欧州委員会のクビリウス委員(防衛・宇宙担当)は1月11日、スウェーデンで行った演説で、欧州統合軍を設立する必要性を主張した。また、欧州の安全保障関連の問題を扱う「欧州安全保障理事会」の設立も提唱した。欧州は数十年もの間、米国による安全保障の傘のもとで軍事投資を低く抑えてきたが、トランプ米政権によるベネズエラの軍事作戦や、イランへの軍事介入の警告、グリーンランドの領有主張などで、国際関係は大きな転換期を迎えている。
トランプ大統領が10万人の米常設軍をアジアに配置転換する可能性を示唆するなど、欧州が再軍備を強いられるなかで、クビリウス委員は、10万人規模の常設欧州軍を設立する案を提示した。欧州軍の構想自体は2010年代に提唱されていたが、同委員は欧州連合(EU)の防衛能力拡大へ大胆に舵を切る時が来たことを強調。米国の軍事体制を例に引きながら、27ヵ国の軍ではなく単一の軍として行動できる体制を整えるべきだと主張した。論拠として挙げられたポリティコ紙の調査によると、スペイン、ベルギー、ドイツでは、「自国の防衛が欧州軍により行われる方がよい」と答えた人が70%を占めている。

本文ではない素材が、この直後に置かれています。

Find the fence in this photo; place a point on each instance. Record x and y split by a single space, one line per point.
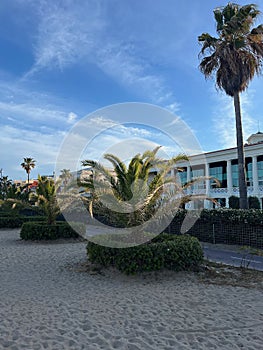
224 232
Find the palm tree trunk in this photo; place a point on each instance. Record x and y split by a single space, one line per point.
243 202
28 182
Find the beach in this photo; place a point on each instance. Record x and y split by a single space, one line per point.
47 302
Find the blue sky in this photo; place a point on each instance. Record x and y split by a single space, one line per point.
61 60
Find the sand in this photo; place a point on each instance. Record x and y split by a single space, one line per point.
47 303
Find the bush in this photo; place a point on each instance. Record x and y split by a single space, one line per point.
165 251
16 221
234 202
253 202
42 231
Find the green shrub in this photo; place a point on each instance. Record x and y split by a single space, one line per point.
17 221
165 251
253 202
234 202
42 231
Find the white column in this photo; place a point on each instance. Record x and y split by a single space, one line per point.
229 177
255 175
188 173
207 182
207 186
188 178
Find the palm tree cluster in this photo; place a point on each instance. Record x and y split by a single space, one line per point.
234 57
28 164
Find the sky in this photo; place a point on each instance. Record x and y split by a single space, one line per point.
65 61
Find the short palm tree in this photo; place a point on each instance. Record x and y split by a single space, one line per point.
130 189
46 196
235 56
65 176
28 164
136 190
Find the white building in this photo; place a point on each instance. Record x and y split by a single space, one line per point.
222 164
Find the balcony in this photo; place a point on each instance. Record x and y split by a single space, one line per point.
223 192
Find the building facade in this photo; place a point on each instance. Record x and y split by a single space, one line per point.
223 166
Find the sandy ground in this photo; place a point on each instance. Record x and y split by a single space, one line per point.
47 303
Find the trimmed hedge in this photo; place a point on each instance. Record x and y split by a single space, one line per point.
42 231
17 221
165 251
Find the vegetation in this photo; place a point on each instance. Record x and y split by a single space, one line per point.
46 195
41 231
16 221
234 202
234 57
165 251
253 202
131 195
28 164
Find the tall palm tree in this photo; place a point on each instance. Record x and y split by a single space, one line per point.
28 164
234 57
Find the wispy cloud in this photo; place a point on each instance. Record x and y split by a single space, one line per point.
71 35
22 143
224 119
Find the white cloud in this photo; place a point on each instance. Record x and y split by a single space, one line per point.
75 33
72 118
17 143
224 119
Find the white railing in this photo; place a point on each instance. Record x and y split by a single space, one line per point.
219 191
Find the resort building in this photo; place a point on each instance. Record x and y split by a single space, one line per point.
223 165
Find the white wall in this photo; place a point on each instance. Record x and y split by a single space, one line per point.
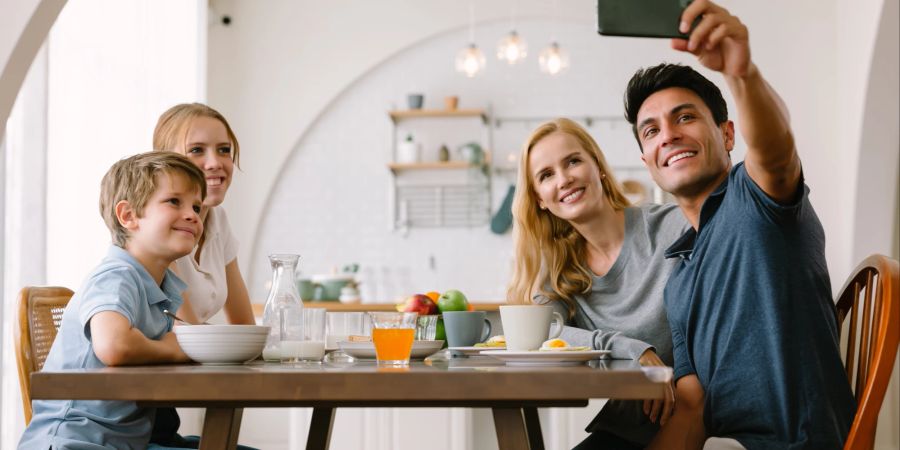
330 199
286 76
276 69
23 29
114 68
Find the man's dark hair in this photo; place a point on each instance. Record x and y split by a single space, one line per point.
646 82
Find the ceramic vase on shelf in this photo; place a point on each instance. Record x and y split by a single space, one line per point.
408 151
283 301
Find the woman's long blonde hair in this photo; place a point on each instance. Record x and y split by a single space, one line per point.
550 253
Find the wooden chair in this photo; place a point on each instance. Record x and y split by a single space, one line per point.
871 297
40 313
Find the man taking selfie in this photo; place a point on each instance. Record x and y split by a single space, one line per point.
757 363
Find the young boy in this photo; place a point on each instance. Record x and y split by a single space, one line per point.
150 203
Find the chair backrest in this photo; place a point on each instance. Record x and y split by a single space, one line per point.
871 298
40 313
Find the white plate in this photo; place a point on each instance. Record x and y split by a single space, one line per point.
221 329
366 350
472 351
545 358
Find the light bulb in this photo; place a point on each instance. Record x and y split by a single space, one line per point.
553 60
512 48
470 61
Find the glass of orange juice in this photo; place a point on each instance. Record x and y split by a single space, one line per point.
393 334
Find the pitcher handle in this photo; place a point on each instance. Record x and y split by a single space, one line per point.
487 331
557 320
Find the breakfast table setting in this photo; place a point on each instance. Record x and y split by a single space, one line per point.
512 374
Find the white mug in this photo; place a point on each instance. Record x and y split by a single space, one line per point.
526 327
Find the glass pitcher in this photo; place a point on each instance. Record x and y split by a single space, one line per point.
282 296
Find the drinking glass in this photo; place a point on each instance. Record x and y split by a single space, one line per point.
393 334
339 327
304 340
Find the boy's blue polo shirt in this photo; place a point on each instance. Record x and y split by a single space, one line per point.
121 284
751 314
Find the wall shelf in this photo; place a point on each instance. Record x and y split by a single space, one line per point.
397 167
427 113
441 193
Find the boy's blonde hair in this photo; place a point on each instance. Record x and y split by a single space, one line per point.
134 179
172 127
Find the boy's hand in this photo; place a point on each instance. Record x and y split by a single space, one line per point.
720 41
171 341
116 343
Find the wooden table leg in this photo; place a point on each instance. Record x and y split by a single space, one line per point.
220 428
533 427
510 426
320 429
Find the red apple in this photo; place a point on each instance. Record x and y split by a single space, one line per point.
421 304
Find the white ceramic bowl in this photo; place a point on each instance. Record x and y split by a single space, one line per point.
221 329
222 344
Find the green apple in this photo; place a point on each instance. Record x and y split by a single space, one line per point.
453 300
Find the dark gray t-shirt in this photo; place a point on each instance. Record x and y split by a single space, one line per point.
751 313
624 312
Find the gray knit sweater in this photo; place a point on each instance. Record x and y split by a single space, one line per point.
624 311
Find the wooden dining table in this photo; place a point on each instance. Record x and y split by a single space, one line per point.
512 392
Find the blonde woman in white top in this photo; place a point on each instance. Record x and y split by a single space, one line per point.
211 270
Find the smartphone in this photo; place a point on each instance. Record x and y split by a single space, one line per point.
641 18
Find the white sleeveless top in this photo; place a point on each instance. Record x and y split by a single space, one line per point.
207 286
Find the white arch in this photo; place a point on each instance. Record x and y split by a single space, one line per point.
875 219
34 19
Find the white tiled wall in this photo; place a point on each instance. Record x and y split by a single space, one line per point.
331 202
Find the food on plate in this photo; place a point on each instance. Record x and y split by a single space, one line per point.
453 300
493 341
418 303
559 345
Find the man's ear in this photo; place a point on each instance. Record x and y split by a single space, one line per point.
728 133
126 215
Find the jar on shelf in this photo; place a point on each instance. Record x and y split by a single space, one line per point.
409 150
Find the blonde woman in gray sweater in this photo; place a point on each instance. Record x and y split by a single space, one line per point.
582 248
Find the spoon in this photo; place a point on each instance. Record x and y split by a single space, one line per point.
170 314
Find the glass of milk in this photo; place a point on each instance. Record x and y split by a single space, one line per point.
339 327
303 340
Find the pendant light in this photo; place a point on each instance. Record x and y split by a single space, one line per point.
553 60
512 48
470 60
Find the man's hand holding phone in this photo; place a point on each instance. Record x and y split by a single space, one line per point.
719 40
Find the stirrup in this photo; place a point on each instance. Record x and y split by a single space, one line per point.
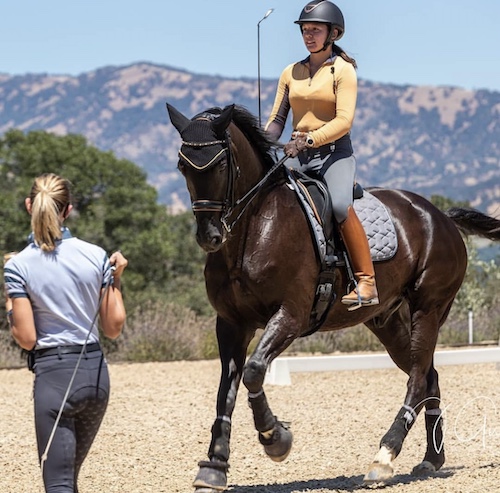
355 304
359 302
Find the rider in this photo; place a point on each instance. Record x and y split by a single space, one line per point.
321 91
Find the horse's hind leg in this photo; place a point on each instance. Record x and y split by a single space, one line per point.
411 346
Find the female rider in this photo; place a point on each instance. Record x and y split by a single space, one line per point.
321 91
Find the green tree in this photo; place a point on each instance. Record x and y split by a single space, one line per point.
114 207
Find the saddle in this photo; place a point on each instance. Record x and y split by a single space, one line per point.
315 200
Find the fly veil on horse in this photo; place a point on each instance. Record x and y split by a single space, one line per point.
261 272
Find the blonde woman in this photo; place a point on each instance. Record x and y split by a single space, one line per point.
57 286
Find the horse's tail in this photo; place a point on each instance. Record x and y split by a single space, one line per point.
473 222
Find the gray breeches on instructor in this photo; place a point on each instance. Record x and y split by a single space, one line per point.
337 172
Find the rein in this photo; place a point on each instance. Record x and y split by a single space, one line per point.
251 194
228 205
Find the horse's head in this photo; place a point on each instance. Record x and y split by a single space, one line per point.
204 158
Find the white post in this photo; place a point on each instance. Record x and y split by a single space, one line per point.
471 328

しかし、欧州軍を設立するには、最高司令部をどうするかなど、解決すべき課題が多く残されている。防衛は主権の根幹に関わる問題なだけに強い抵抗が生じるのは必至で、また、EUは親ロシアの加盟国も抱えている。EUは2025年に共同債に基づく大規模な欧州再軍備計画を開始し、装備の生産効率や相互運用性を高めるために、複数国による共同プログラムの促進を図っているが、軍事は主権重視の分野だけに、協力体制の構築は容易ではない。
クビリウス委員は、英国を含む主要国から成る「欧州安全保障理事会」の設立も訴えており、米国がグリーンランドに侵攻した場合などに備え、防衛に関するEUの意思決定を円滑に行えるようにするべきだと主張した。同理事会は主要な常任理事国と輪番制の非常任理事国で構成し、合計10-12ヵ国とする考えを提案した。目下の優先課題は、ウクライナ情勢における力関係を変え、ウクライナの敗戦や不当な和平を回避することだという。
3月末に開かれる欧州理事会では安全保障を巡る議論が中心テーマの一つとなる。